I return to the trees
When I am lost, I return to the trees. The trees are forgiving, steadying, predictable. The trees don’t give up.
Neither will we, I tell myself as I walk through the autumnal streets of Boston, my eyes following the falling leaves. The brilliant yellows and reds. The deep blue sky and shining white clouds. The primary colors and jewel tones of the fall feel like a last explosion of joy before the long cold winter. Is this where we are now?
There are things I cannot unsee, not anymore. The jeering, the mocking, the profound lack of empathy. The obscene hoarding of wealth. The celebration of violence, or murder, of genocide. The divorce from our own humanity, as we reject that of others.

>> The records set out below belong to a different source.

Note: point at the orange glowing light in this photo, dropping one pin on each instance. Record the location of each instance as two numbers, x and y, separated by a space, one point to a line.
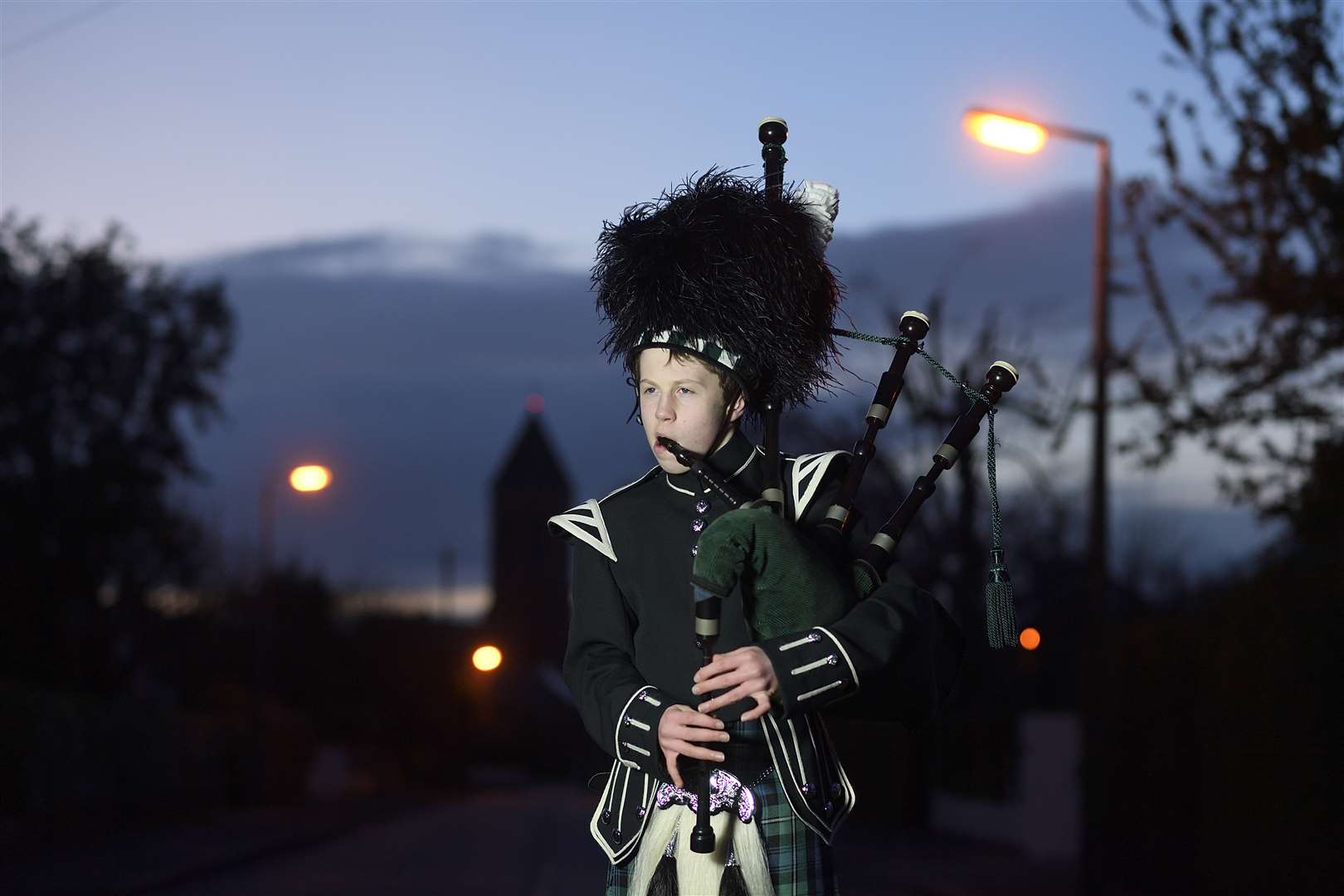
487 659
309 479
1001 132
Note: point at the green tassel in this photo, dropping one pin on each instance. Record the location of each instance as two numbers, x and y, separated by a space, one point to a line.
1001 616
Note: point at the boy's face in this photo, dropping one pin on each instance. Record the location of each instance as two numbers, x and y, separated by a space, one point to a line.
683 401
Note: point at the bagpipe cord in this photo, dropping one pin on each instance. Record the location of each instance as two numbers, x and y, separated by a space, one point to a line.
1001 616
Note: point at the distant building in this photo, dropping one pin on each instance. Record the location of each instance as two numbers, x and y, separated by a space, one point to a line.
530 567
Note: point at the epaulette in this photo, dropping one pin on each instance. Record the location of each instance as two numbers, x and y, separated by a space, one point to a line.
806 477
587 524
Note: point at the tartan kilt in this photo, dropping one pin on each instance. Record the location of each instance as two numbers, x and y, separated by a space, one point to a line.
801 864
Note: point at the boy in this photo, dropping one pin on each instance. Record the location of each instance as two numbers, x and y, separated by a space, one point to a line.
718 296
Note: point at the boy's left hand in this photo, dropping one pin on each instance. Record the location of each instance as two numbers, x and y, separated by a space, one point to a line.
747 672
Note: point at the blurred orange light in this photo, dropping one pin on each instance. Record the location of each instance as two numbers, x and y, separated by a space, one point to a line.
1007 134
487 659
309 479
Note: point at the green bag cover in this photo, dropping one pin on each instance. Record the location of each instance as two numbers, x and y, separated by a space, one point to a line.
788 583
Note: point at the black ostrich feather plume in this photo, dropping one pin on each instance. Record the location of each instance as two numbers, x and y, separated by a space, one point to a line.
718 258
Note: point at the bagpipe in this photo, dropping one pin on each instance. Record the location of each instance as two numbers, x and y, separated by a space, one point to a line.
795 579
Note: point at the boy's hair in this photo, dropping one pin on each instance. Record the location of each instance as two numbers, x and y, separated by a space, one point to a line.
732 388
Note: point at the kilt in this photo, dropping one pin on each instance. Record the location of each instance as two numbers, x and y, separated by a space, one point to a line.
801 864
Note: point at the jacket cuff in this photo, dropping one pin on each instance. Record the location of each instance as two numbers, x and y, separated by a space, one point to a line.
812 668
637 731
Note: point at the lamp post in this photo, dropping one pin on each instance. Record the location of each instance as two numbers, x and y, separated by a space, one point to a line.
309 477
1016 134
1025 136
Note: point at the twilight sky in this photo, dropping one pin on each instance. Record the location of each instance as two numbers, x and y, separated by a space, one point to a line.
207 127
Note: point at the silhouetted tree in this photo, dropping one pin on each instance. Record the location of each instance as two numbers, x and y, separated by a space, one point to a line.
105 360
1262 392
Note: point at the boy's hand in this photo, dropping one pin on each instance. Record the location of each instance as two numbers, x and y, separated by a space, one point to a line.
680 728
747 670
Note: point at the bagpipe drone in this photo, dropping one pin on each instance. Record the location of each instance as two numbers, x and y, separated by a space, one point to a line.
796 579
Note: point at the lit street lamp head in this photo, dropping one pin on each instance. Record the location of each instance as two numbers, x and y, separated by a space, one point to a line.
309 479
1004 132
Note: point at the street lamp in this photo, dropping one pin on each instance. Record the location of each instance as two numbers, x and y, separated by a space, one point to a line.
1018 134
307 479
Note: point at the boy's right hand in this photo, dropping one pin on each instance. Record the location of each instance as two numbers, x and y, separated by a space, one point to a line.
680 730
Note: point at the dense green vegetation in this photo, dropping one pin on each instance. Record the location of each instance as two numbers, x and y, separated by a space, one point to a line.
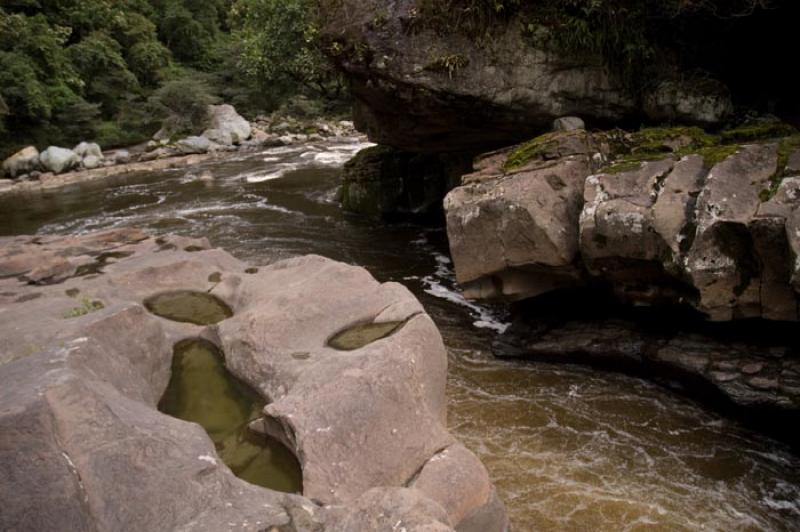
111 70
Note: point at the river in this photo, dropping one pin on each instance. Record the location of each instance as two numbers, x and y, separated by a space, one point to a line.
569 448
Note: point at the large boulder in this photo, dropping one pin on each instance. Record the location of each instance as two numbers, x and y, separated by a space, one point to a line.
86 149
22 162
709 226
226 126
84 365
513 225
59 160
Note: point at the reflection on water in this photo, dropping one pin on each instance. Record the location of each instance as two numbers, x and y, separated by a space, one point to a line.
569 448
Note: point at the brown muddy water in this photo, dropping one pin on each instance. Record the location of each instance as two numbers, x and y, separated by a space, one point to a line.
569 448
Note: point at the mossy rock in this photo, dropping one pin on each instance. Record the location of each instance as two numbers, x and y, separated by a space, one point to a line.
544 147
758 131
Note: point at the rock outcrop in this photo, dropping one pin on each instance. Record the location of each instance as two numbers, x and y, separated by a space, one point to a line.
675 220
83 364
58 160
226 126
22 162
384 182
431 89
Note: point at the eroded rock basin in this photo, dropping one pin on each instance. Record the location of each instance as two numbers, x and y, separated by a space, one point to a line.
568 447
363 334
201 390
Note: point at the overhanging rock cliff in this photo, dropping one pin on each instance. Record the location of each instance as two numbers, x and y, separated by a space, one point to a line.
420 89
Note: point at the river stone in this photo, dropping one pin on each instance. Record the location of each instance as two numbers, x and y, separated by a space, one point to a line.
91 161
568 123
22 162
714 230
219 136
722 262
793 163
389 508
83 365
59 160
121 157
191 145
225 122
514 234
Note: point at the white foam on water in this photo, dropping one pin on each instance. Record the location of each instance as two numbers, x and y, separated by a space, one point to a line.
442 284
282 170
282 150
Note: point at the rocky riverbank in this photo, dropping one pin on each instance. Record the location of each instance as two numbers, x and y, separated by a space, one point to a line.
228 133
86 356
661 217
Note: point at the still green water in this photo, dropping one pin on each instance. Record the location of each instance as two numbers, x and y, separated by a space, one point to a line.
186 306
568 447
201 390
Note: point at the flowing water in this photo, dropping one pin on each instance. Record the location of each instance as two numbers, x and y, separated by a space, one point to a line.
569 448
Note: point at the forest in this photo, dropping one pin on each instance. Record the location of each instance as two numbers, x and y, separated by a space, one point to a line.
110 70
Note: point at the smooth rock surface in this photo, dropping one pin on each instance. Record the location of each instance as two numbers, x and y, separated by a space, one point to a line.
719 235
225 123
83 365
58 160
86 149
22 162
193 145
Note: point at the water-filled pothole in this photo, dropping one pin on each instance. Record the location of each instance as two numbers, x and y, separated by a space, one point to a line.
187 306
202 390
358 336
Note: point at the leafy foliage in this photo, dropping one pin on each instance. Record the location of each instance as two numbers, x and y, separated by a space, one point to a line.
280 46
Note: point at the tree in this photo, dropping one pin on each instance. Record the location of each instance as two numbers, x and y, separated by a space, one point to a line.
280 46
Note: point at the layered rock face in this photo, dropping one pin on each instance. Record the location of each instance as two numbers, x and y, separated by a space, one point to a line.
84 363
424 90
715 230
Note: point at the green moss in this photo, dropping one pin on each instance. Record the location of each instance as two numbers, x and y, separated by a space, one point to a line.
786 147
87 307
527 152
666 140
629 151
756 131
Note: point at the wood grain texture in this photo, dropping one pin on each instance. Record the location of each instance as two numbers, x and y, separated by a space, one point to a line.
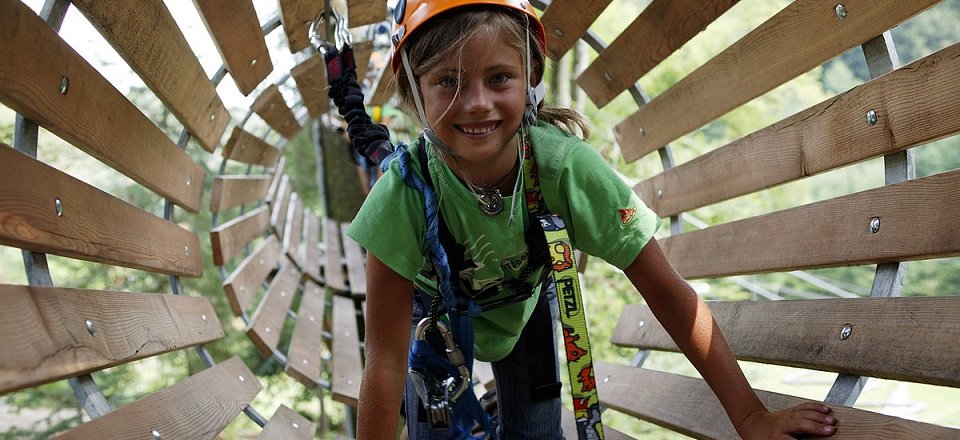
247 148
236 32
566 22
688 406
364 12
286 424
772 54
303 358
296 16
266 324
198 407
149 40
230 238
234 190
916 104
662 28
311 79
244 282
92 115
45 336
806 334
273 109
918 220
93 225
347 368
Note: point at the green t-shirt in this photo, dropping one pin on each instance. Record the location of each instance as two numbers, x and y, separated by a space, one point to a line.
603 216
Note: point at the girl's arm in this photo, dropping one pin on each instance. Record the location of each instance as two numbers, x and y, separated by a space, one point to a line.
386 341
690 323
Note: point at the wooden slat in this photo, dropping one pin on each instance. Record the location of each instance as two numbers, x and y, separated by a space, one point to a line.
92 115
286 424
806 334
311 79
234 190
292 239
266 325
279 207
198 407
296 16
916 104
364 12
229 238
236 33
164 60
243 284
303 358
93 225
356 263
566 22
663 27
347 369
247 148
767 57
272 108
45 337
687 405
915 217
333 263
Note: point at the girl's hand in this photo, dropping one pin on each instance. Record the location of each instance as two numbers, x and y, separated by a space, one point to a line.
806 418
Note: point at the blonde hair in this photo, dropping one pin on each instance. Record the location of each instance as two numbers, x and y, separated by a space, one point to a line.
448 33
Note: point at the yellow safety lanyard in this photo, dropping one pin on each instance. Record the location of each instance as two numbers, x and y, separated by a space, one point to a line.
583 385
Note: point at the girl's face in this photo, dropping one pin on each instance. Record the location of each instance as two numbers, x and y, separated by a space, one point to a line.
474 100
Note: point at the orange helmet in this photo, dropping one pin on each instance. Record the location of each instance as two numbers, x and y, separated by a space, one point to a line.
411 14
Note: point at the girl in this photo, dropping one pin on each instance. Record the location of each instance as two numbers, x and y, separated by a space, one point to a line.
470 70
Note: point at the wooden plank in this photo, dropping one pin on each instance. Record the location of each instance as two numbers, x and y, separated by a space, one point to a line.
198 407
230 238
333 263
806 334
234 190
236 32
311 79
247 148
272 108
663 27
364 12
356 263
347 368
916 104
914 217
91 114
279 207
286 424
92 225
687 405
303 358
164 60
292 239
45 337
772 54
296 16
266 325
566 22
243 284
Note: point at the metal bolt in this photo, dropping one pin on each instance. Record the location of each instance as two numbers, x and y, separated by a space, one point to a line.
841 11
845 332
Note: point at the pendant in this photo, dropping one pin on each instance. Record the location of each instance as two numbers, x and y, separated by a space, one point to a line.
491 202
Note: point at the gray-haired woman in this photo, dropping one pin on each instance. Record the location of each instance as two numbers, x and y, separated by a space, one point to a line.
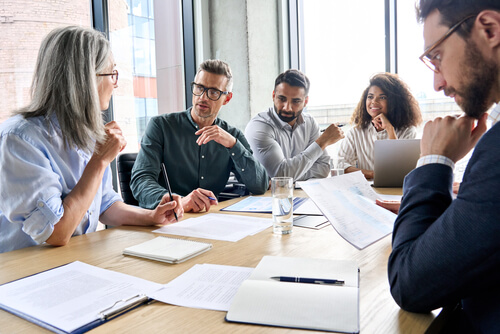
55 180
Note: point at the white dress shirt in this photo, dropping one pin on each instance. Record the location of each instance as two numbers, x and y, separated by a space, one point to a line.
285 150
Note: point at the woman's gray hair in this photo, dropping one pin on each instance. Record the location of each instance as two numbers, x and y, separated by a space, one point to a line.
65 84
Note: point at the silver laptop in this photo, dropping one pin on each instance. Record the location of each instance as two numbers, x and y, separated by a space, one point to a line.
393 160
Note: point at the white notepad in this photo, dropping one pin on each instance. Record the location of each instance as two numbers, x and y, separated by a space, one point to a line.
263 301
168 250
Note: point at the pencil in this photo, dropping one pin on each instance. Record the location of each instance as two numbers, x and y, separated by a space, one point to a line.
167 183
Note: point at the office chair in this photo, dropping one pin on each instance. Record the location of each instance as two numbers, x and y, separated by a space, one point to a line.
124 164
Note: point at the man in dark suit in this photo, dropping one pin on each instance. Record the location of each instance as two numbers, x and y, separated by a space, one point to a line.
445 251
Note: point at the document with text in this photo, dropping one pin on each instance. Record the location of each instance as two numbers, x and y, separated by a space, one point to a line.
348 201
74 297
206 286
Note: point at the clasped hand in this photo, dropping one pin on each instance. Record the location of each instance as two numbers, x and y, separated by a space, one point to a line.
452 137
114 142
215 133
198 200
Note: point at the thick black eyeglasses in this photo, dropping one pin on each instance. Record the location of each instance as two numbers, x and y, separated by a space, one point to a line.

I hold all of this in my body and weep for us.
I have always been an optimistic person. Some of this is privilege. I am not forced to amputate an arm, a city, a child. I can sit at a distance, muse over beauty and loss, and walk away. But that is precisely it. Walking away does not create optimism, it creates empty politeness, a void of humanity that will always just be cold. And it is this void we must breach to be optimistic, to know that our community of humans and earth is all we have, that it is plenty, that we are enough.
As I walk, the words of a favorite poem by Marge Piercy ring in my head: “I find it easy to admire in trees what depresses me in people.” Does it, though, I ask myself. Does the rootedness, the dogged, almost impossible, stick-it-outed-ness really depress me in people? Right now, I believe this is exactly what we need: stubborn optimism. Optimism that says: love wins. Maybe not today. Maybe not tomorrow, this season, or next year. But every day, in the small. And every century as we wait out the hatred that can never heal or soothe or hold.
The trees know. I return to the trees.